Não o vi se mexer, mas de repente ele estava bem ao meu lado, tão perto que eu não conseguiria ter força para dar um soco.

— E o que você propõe fazer a respeito? — indagou ele numa voz que não passou de mero sussurro.

Não, não era de Sørlandet, mas da Dinamarca. A velocidade me deixou mais preocupado que os músculos. Isso e a agressividade, a vontade... não, a ânsia de fazer o mal brilhando nos seus pequenos olhos. Era como encarar a boca da merda de um pitbull. Foi como naquela vez que experimentei cocaína. Experimentei apenas uma vez, mas foi o bastante para nunca mais. Eu estava assustado. Sim, assustado. E me ocorreu que era assim que aqueles rapazes e homens em Årtun deviam se sentir um segundo antes de levarem uma surra. Eles sabiam, como eu sabia agora, que o homem à frente era mais forte, mais rápido e estava disposto a cruzar certas linhas que eu sabia que não cruzaria. Foi encarar essa disposição e essa loucura que me fez recuar.

— Nada. Não vou fazer absolutamente nada — eu disse com a voz tão baixa quanto a dele. — Tenha um feliz Natal no inferno.

Ele abriu um sorriso largo e deu um passo atrás sem desviar os olhos de mim. Suponho que tenha visto em mim algo parecido com o que eu tinha visto nele e mostrou respeito não me dando as costas antes do necessário para entrar no carro esportivo branco com carroceria em formato de torpedo. Um Jaguar E-Type, um modelo do final dos anos setenta. Placa da Dinamarca. Pneus largos de verão.

— Roy! — A voz veio de atrás. — Roy!

Me virei. Era Stanley. Ele saía da loja carregado de sacolas das quais despontava papel de presente natalino. Ele veio na minha direção.
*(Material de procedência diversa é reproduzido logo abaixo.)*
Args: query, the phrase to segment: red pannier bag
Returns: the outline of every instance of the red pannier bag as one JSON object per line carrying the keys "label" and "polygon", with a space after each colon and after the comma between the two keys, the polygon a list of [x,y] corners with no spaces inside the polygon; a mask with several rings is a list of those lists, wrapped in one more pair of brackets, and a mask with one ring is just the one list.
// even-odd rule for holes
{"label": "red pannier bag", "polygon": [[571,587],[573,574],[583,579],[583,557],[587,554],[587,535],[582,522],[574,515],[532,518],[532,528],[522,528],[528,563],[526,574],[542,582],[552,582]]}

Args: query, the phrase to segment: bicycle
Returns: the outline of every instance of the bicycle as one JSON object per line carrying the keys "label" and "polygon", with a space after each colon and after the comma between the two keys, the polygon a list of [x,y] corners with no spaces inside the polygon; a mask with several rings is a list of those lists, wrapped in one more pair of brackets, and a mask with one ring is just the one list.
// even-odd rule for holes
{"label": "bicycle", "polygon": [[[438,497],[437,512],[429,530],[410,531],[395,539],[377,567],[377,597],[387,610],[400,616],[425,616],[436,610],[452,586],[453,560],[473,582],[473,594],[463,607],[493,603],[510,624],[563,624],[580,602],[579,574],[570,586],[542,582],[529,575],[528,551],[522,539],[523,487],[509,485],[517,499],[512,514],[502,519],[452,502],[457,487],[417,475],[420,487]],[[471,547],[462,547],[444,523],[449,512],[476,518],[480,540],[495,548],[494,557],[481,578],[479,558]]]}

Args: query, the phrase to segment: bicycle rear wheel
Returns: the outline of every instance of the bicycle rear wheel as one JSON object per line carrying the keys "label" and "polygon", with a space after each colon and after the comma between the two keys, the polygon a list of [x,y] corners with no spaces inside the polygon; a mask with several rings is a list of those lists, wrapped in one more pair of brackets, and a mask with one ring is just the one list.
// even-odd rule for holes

— Que bom ver você de volta!

Ele me ofereceu um lado do rosto, já que as mãos estavam ocupadas, e eu lhe dei um rápido abraço.

— Essa é boa! Homens comprando presentes de Natal em 23 de dezembro num posto de gasolina — eu disse.

— Típico, não é? — Stanley riu. — Vim aqui porque as filas nas outras lojas estão homéricas. O Dan Krane escreveu hoje no jornal que são vendas recorde em Os. Nunca tanta gente gastou tanto com presentes de Natal.

Ele franziu a testa.

— Você está pálido, espero que não tenha acontecido nada de errado.

— Não, não — eu disse e ouvi o ronco baixo que aumentava enquanto o Jaguar entrava na rodovia. — Já viu aquele carro antes?

— Já, sim, vi quando fui ao escritório do Dan hoje cedo. Essas bestas de metal elegantes. Ouvi dizer que tem muita gente comprando carros assim. Mas não você. Nem o Dan. Ele também estava pálido hoje, por acaso. Espero que não seja uma gripe se espalhando, porque conto com um Natal tranquilo, ouviu?

O carro branco e rebaixado deslizou para a escuridão de dezembro. Para o sul. A caminho de casa na Amazônia.

— Como está esse dedo?

Ergui a mão direita com o dedo do meio esticado.

— Ainda serve ao seu propósito.

Stanley riu educadamente da piada imbecil.

— E me diz, como está o Carl?

— Tudo como deveria estar, eu acho. Acabei de voltar para casa.

Stanley pareceu prestes a dizer alguma coisa, mas mudou de ideia.

— Mais tarde a gente conversa, Roy. A propósito, estou oferecendo o meu café da manhã anual onde todo mundo é bem-vindo no Dia do Enterro dos Ossos. Gostaria de aparecer?

— Obrigado, mas vou pegar a estrada antes disso, tenho muito trabalho.

— Ano-Novo, então? Vou dar uma festa. Principalmente solteiros, sabe como é.

Sorri.

— Lonely Hearts Club?

— De certa forma. — Ele sorriu também. — Te vejo lá?

Balancei a cabeça.

— Tirei o Natal de folga na condição de trabalhar na virada do ano. Mas obrigado pelo convite.

Desejamos feliz Natal um ao outro, atravessei o estacionamento e destranquei a porta da oficina. Senti aqueles antigos odores costumeiros ao abri-la. Óleo de motor, xampu automotivo, metal queimado e trapos oleosos. Nem mesmo pinnekjøtt, fogueiras e ramos dos pinheiros cheiram tão bem quanto aquele coquetel de odores dali de dentro. Acendi a luz. Tudo estava exatamente como eu havia deixado.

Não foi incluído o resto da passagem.